Today’s NBA players, especially stars, often maximize their flexibility and agency over contracts at the expense of the franchise they play for. This trend has been embodied by LeBron James, who signed several short-term contracts with the Cleveland Cavaliers before leaving this summer to join the Los Angeles Lakers. Kevin Durant has followed this model, signing one-year deals with a player option for the second season each July since joining the Warriors.
The advantages for the players are obvious. Short-term contracts give them tremendous flexibility each and every year to act as they please and potentially join a new team if they are unhappy with their situation. Similarly, it gives the top players power over their organization who risk potentially losing them for nothing. That said, there are negative consequences in acting in this manner, too. For example, Durant has not received the endearment and adoration of Golden State fans that is given to their other stars and his free agency has hung over the Warriors’ season and been a distraction for him and his teammates.
Teams — not just players — act in this manner. The Toronto Raptors traded star DeMar DeRozan, who was especially vocal in his love for playing in Toronto, for what they felt was an upgrade in Kawhi Leonard. More recently, the Raptors traded Jonas Valanciunas, one of the longest tenured Raptors, for an aging Marc Gasol in the hope of maximizing their short-term title windows. While the Raptors have been one of the top teams in the NBA, they are now expected to make a postseason run or risk losing Leonard for free, which would eliminate contention hopes for the foreseeable future, a concern they would not have had with DeRozan.

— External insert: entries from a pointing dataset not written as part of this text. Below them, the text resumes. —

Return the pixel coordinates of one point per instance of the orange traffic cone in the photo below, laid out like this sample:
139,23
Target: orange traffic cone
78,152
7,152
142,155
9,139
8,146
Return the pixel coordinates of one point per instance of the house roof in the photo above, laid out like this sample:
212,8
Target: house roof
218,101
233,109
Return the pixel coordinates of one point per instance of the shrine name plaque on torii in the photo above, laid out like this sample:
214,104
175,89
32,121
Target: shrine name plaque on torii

Another example of loyalty in the NBA is through Boston Celtics general manager Danny Ainge. Ainge has been lauded for stockpiling young players and draft picks, including Kyrie Irving. He could also potentially get Anthony Davis this offseason. Consequently, Ainge is considered by many as one of the best general managers in the NBA. However, his actions have not come without potential negative consequences. Davis’s father has expressed that his son would not be willing to extend his contract should he be traded to the Celtics due to the way they treated Isaiah Thomas, who was traded for Irving. Of course, it is understandable why Ainge pulled the trigger on the trade. Irving is younger, healthier and better than Thomas and it is Ainge’s job to look out for the best interest of the Celtics, not Thomas. However, this trade shows that while the “NBA is a business,” dismissing loyalty can have negative consequences that are not immediately foreseen.
The Oklahoma City Thunder serve as a counterexample to the importance of player agency. After being famously burned by Durant, who left the Thunder in 2016 as a free agent, the Thunder maintained loyalty and trust in their players by refusing to engage in trade talks with star guard Russell Westbrook, who was expected by many to follow in Durant’s footsteps and leave the franchise the next summer. Westbrook rewarded the Thunder’s faith by forgoing his free agency and signing a long term extension with the franchise. The Thunder doubled down on their culture of loyalty and commitment to players by trading for Paul George the following summer. The trade was questioned at the time because of an assumption that George would sign with the Lakers the following summer when his contract ran out. However, George rewarded the Thunder’s faith by signing a long-term deal, citing the organization’s culture as a huge reason he stayed, while not even giving the Lakers a meeting. This season, the Thunder, with George playing the best basketball of his career, are one of the best teams in the NBA, a notion that would have been nearly unthinkable 2 ½ seasons after losing a consensus top-three player for nothing.
In conclusion, while loyalty is a difficult concept to actually measure and may not provide tangible short-term benefits, taking loyalty into account a little more could be a mutually beneficial concept, helping both organizations and players achieve their interests while helping each other out.